In Nepal, the Conflict Victim Common Platform (CVCP) has submitted an advocacy paper on “reparative needs, rights and demands” to the Justice Minister and the country's two transitional justice bodies, in the hope of creating momentum for a national policy of reparation. Victims are urging the government to address their needs through urgent support in terms of livelihoods, health, education, employment, remembrance and recognition, based on prior consultations with victims of the civil war.
CVCP has demanded that the government declare a “national remembrance day” in memory of the conflict victims and to honour them. In the collective advocacy paper, victims have strongly demanded that the truth be acknowledged and an official apology offered by the State that would give the families “a satisfaction, and respect for their members who sacrificed for social change and republican Nepal”, says Gita Rasaili, a frontline activist of the victims’ platform.
Law Minister Sher Bahadur Tamang said in a response to the advocacy paper that “the ministry is taking the victims’ agenda seriously” and is committed to “draft a new policy of reparation to satisfy victims of the conflict”. However, victims and their activists have little faith in government commitments, since several commitments and agreements have not been implemented in the past. “We feel extremely excluded from the policy draft,” says recently-elected CVCP chairperson Bhagiram Chaudhary. “The political bargains occur in the capital and never include victims’ expectations to address our needs and solve the challenges we face every day.”
“No political will”
“There is not only a trust deficit with government bodies, but there is no political will to acknowledge the past honestly,” he adds. “We want an immediate solution and honest commitment from the authorities.”

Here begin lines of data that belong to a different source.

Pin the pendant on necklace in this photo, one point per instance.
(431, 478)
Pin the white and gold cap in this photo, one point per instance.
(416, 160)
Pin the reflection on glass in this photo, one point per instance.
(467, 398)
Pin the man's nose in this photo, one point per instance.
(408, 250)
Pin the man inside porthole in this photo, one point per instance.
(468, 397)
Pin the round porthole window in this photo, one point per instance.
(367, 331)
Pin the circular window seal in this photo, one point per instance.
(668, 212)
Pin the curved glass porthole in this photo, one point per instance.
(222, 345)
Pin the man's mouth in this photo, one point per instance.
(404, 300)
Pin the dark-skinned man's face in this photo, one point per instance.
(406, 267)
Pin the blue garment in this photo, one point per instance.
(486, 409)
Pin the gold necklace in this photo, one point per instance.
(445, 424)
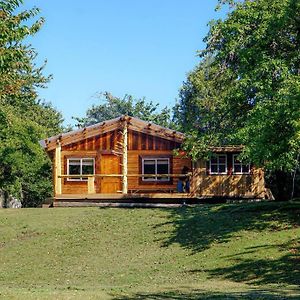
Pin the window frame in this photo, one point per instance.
(155, 179)
(218, 164)
(79, 179)
(241, 165)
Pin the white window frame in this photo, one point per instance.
(241, 165)
(81, 159)
(155, 179)
(218, 164)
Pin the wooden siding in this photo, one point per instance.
(231, 185)
(134, 167)
(142, 144)
(139, 144)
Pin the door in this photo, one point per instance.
(110, 164)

Twelve years after the Comprehensive Peace Agreement (CPA, 2006), the government of Nepal has failed to form a policy of reparation and there is no movement to repair the past and systematically address victims’ needs. Instead we are moving through a superficial approach and the State does not listen to the needs of victims. Victims themselves have organized local meetings and participatory consultations throughout the country to articulate their needs and develop a national reparations demand.
Most acts of violence in conflict are linked to histories of marginality and exclusion. In the Nepal context, the socially, politically and economically excluded were mobilized by Maoist rebels and so became targets for the State – because of who they are, not what they had done. The Government could frame collective reparations for marginalized communities and excluded indigenous groups -- such as Madhesh, Tharu, Rapti and Karnali – in “victim regions”, who suffered most heavily in the armed conflict (1996-2006).
Victims’ needs must be put at the centre of reparations policy framing. Reparative needs must be driven by the affected communities and not just the closed spaces of institutions in the capital like the centralized TJ bodies.